Namco’s compression may not be an exact copy of LZSS, but I’d say it’s directly derived. The epoch (90s), the location (Japan), and the overall structure leave little room for other explanations.
I call this compression PS-Y after the magic ID in its header.
It’s similar to the ULZ compression used everywhere throughout Ace Combat 3 … but PS-Y is a bit more primitive, especially in handling matches. Where ULZ is data-oriented (all matches in one place, all literals in another place, all control bytes in another place), PS-Y mixes all of this into one stream.
PS-Y is obviously optimized for MIPS (the PSX CPU) – all bit shifts use fixed operands.
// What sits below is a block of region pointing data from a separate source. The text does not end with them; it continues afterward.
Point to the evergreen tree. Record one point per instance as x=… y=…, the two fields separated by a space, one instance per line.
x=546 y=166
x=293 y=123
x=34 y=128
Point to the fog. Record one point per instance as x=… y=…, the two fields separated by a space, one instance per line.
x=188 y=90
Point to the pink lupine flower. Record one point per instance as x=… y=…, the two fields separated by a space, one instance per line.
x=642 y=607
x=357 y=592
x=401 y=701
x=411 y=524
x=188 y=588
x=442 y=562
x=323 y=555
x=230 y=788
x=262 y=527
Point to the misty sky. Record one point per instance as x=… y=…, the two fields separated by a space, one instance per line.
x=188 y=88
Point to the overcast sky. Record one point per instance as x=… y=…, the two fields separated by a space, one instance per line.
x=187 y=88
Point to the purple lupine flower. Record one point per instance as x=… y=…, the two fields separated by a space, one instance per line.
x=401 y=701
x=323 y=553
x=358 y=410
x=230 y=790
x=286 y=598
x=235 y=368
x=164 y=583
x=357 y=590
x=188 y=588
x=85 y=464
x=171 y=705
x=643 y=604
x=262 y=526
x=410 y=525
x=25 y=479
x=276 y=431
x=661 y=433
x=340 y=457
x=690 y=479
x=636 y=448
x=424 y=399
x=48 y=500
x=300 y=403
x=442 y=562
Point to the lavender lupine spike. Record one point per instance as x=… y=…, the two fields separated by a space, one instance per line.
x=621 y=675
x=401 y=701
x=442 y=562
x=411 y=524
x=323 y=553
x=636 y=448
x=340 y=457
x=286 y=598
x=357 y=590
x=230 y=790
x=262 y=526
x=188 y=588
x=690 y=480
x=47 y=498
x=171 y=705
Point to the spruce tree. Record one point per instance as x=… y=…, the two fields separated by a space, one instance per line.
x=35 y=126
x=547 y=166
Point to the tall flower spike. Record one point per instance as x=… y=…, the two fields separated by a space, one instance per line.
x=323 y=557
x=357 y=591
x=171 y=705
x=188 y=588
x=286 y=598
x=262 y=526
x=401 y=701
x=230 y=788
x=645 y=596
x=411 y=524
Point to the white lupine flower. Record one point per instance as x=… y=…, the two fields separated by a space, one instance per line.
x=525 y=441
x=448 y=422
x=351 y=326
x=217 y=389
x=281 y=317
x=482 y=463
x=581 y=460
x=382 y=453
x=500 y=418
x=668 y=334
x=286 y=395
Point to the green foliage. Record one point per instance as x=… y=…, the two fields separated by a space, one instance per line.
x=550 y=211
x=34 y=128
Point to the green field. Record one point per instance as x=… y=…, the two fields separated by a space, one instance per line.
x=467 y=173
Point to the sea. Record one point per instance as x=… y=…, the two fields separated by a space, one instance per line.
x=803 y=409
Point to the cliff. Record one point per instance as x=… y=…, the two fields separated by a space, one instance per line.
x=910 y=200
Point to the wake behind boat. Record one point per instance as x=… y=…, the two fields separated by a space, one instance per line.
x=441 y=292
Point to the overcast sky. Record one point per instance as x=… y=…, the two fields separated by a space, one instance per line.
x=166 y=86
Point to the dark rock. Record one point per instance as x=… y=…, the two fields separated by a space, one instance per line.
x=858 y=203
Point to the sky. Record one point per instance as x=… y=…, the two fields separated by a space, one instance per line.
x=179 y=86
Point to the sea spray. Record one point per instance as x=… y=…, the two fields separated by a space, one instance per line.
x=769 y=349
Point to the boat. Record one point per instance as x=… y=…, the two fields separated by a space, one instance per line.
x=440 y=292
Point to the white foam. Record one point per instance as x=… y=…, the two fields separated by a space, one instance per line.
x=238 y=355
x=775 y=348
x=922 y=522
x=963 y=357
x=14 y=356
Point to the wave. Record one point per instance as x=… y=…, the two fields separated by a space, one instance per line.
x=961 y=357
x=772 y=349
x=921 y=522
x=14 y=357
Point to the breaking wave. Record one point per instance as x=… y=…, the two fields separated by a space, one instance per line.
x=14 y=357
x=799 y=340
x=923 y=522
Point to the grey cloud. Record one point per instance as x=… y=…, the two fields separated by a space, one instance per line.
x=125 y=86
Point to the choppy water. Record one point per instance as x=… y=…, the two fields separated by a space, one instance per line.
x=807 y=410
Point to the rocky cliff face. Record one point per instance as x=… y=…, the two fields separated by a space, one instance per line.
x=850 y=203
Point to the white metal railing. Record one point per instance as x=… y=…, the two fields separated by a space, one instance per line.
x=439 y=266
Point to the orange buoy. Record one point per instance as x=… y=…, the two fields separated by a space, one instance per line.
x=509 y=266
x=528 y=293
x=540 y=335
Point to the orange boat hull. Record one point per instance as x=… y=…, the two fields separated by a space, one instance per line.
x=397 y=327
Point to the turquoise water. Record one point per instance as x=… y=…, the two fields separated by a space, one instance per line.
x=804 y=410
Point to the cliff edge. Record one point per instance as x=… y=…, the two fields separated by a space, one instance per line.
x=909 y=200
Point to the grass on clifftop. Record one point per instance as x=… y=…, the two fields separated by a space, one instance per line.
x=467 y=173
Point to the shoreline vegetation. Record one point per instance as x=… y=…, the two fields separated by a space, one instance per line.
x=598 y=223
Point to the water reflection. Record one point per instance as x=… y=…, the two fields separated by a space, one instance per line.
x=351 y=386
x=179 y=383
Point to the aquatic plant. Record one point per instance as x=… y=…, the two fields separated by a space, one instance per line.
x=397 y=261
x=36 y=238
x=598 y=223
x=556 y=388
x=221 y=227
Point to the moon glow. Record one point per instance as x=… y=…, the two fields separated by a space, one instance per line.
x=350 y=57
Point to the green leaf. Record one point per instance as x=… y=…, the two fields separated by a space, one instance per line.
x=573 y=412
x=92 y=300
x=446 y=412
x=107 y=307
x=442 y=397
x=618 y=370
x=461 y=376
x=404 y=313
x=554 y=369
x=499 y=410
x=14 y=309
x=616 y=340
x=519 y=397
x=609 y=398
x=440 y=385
Still, I can imagine ULZ being quite a lot faster because it allows longer matches and doesn’t force you to read everything byte-wise.
It’s an interesting design choice to compress the game executable. This may be an attempt at reducing loading time – the inner loop of this algorithm is surely faster than a CD-ROM drive. The compression is not very good however – it removes a mere 15 %.
For fun, mostly 🙂
Having it all extracted, we can see that these are the main executables for the EU/US version of Ace Combat 3. Their differences from the Japanese version will probably make an article on their own.
But the really interesting quesion is: Where else did Namco use this PS-Y compression? We know that their ULZ compression was used in other titles, e.g. in Time Crisis (1997).
Having written this article, the next dataminer encountering this compression will at least have one Google result to rely on 🙂